Bagan toujours
- sebastien. girard

- 26 mai 2018
- 3 min de lecture
Bagan Le 1 er novembre 2017
Nous sommes repartis ce matin sur nos scouteurs sans moteurs pour continuer notre exploration du site infini de Bagan. Depuis notre arrivée avant-hier, nous explorons principalement les pourtours des temples principaux. Des pagodettes et des templions secondaires par rapport aux plus important du site. Ce matin donc, on s’est mis en route vers cette portion du site qui ne nous avait pas encore révélée ses secrets. Evidemment nous avons pris le chemin des écoliers et ce n’est que vers onze heures trente que nous avons atteint l’immense stationnement du Ananda temple.
Il est superbe. Les dimensions aussi sont beaucoup plus impressionnantes que la majorité de ceux que l’on a visité. Contrairement aux autres qui sont presque tous en brique rouge, le temple d’Ananda est en pierres claires. En plus, au cours de l’automne dernier, une campagne de nettoyage et de redorage de son stupa a été réalisée et on dirait un neuf alors qu’il a ses 900 ans bien sonnés !

C’est la dernière visite au cours de laquelle on a eu du plaisir. Ça fait deux jours complets que l’on couraille et nous arrivons juste au cœur de Old Bagan où sont concentré les édifices qui sont d’ordinaire les plus courus et c’est à ce moment que l’on s’écœure. On dirait un centre-ville comparé aux chemins de sable a travers champs que l’on pratique depuis deux jours. Il y a des centaines de scooters comme le notre stationnés et des autobus qui livrent leur torrent de japonais ou d’allemands aux étals des vendeurs de babioles installés en rang d’oignon le long de l’accès aux temples. C’est aux antipodes des rencontres secrètes et individuelles que nous avons eues avec l’Illuminé au cours des deux dernières journées dans des temples beaucoup plus petits mais avec plus d’âme.

Final boston donc, nous revenons au Yadarnabon Bagan hôtel pour faire saucette dans le bleu de la piscine et finir l’après-midi en sommeillant dans un transat. Après un excellent souper, je reconduis ma merveilleuse à la chambre avant qu’elle ne s’évanouisse de fatigue.

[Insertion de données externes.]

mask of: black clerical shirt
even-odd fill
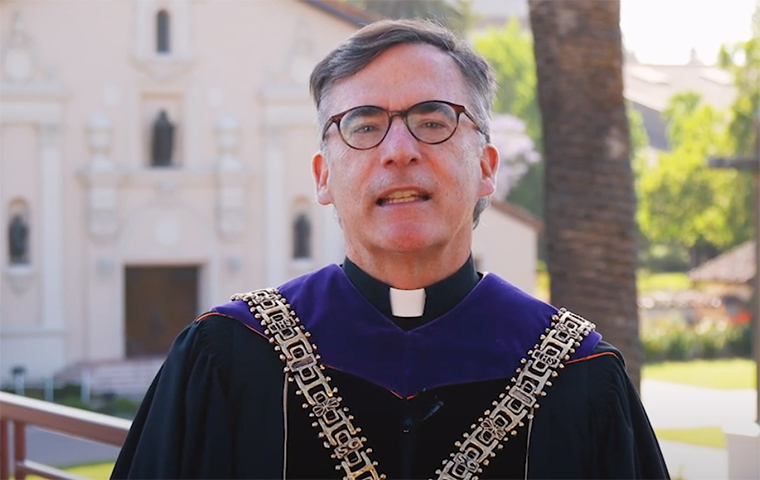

Pour ma part, je décide d’aller voir de quoi ont l’air ces grands temples, le soir avec un éclairage artificiel. Nous sommes à new Bagan et sommes séparés de Old Bagan par une route qui égrène son chapelet de ruines sur 5 kilomètres. Seulement, c’est mal éclairé et je ne compte plus le nombre de véhicules qui circulent la nuit tous feux éteints sous prétexte d’économiser la batterie. C’est en arrivant a l’autre bout et en essayant de prendre des photos dans le noir des temples éclairés que je me rend compte de la situation dans laquelle je me suis placé. Autant il y avait du monde en début d’âpres midi, autant maintenant, y’a personne et je suis là, seul, sur une moto qui fait même pas de bruit à essayer de régler la vitesse d’obturation optimal sur mon appareil photo.


Ceux qui me connaissent savent que je crains peu de choses pour peu qu’elles soient dans la lumière. Dans l’obscurité, l’imagination débridée que vous aimez tant dans mes textes commence à me jouer des tours et ça me prend tout mon petit change pour me calmer et me ramener a la raison. Parce que là, les chiens errants qui sont si inoffensifs de jours deviennent une menace bien réelle, de même pour les serpents et je ne sais quelle autre bestiole tapie dans l’obscurité et qui n’attend que le bon moment pour me faire un mauvais parti !! Je reprends donc illico la route pour revenir dans les bras de celle que j’aime. En sortant du stationnement, j’entends un bruit inquiétant sur ma gauche mais je ne vois aucuns phares ni de feux de signalement. Et pour cause, ce sont deux cochers qui ont décidé de faire la course avec leurs calèches à touristes. Il n’y a que les fers des chevaux qui lèvent de temps a autres, une étincelle sur l’asphalte. Il est vraiment temps que je rentre pour dormir sinon Bouddha seul sait ce que je vais encore croiser sur cette route non éclairée, au milieu de la campagne Birmane !!